Mereka memiliki kesamaan, mungkin Itulah yang membuat mereka saling membuka diri tentang masa lalu tersebut. Suasana di antara mereka menghangat, ada rasa nyaman san tenang yang dapat dirasakan hati mereka.
"Aku tidak menyangka jika kita memiliki kesamaan," ucap Yusuf saat mereka berhenti bercerita tentang ibu mereka.
"Ya, begitu juga denganku. Oh, aku mengantuk," ucap Zeynep sambil menguap lebar. Dia mengerjap-erjapkan matahya berulang kali.
"Tidurlah jika demikian. Aku pun merasa sangat lelah," balas Yusuf yang kini memposisikan dirinya untuk tidur.
Keduanya langsung tertidur dengan pulas, malam yang dingin dengan sisa air hujan yang masih membasahi tanah, tumbuhan dan tentunya buku ini seakan menjadi saksi bisu tentang kebersamaan mereka hari ini.
Entah mengapa semua terjadi begitu saja tentang kebersamaan mereka ini. Walau keduanya tampak canggung karena suatu hal.

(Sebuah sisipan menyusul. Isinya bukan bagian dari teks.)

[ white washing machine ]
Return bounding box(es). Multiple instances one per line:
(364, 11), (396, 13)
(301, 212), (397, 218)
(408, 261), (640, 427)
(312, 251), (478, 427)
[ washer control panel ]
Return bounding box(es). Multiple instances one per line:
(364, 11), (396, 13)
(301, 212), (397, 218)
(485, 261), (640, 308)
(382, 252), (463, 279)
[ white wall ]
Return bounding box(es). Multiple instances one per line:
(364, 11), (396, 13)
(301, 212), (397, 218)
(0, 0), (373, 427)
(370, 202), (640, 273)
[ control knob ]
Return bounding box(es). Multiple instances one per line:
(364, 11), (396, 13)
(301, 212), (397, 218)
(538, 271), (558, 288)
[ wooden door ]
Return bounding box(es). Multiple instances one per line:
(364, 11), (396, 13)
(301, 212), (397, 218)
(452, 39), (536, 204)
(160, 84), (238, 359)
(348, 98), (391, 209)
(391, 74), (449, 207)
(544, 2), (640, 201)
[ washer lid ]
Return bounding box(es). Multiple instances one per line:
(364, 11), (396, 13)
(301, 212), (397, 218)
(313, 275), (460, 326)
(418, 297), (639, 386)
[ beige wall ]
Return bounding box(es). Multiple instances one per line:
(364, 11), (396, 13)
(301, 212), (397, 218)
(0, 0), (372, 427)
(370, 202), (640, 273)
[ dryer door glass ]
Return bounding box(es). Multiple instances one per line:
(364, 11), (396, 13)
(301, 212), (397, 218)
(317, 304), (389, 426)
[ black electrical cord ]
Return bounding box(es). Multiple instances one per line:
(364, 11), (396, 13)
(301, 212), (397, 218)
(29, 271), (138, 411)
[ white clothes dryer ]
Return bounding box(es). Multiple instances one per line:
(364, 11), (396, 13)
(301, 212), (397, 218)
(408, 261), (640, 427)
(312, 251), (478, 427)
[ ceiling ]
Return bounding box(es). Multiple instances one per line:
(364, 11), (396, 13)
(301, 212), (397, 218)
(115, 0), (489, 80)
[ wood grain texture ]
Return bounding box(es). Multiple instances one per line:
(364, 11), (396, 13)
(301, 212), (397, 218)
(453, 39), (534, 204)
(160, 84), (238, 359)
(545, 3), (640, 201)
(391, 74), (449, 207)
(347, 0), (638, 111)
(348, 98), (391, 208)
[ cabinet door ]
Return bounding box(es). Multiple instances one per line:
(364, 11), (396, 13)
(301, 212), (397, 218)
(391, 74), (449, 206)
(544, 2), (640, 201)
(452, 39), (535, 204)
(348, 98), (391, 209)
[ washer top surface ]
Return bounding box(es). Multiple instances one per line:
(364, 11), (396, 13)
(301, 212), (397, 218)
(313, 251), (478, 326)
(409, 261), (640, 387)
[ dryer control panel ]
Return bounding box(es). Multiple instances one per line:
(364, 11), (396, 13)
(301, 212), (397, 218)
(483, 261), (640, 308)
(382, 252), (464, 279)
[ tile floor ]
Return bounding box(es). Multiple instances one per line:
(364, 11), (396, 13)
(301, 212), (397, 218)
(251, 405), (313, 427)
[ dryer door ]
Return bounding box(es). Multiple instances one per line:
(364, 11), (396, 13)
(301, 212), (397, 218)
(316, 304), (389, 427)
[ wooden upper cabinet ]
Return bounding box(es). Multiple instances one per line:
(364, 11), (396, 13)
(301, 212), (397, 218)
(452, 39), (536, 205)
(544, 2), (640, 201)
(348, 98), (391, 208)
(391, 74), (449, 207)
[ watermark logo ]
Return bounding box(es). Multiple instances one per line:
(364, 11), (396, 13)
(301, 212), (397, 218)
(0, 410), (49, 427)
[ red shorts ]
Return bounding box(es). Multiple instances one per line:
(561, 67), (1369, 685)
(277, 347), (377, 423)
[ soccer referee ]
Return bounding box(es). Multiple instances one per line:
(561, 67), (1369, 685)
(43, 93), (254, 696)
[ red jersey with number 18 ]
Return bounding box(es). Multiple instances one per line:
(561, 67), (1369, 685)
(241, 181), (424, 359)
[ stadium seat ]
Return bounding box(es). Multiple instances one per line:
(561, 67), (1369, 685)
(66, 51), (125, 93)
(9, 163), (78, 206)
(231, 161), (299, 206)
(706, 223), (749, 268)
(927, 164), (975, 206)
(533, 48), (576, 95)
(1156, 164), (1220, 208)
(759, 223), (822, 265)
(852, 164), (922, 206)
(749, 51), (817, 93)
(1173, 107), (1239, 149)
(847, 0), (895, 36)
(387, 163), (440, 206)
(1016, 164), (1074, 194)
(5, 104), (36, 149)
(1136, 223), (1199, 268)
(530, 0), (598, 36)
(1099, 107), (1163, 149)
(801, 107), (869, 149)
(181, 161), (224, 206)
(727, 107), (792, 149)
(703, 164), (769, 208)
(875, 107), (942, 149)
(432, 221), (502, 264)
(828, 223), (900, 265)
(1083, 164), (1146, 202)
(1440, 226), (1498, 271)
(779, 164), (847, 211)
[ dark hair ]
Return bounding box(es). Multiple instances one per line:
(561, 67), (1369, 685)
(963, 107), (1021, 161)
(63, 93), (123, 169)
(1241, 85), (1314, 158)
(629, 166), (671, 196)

Zeynep juga bukan gadis yang mudah terbuka, apalagi dia yang tidak seperti sebelumnya. Di Italia bahkan dia tidak bermain dengan anak sebayanya, bertemu Yusuf dan langsung menjadi suami adalah suatu hal yang membuatnya canggung.
Walau tekad sebenar nya dia juga tetap balas dendam tentang kematian nenek Ilayda.
Perasaan nya pada Yusuf kali ini membuatnya sedikit ragu. Dia takut, ya takut jatuh cinta pada lelaki yang seharusnya menjadi musuh.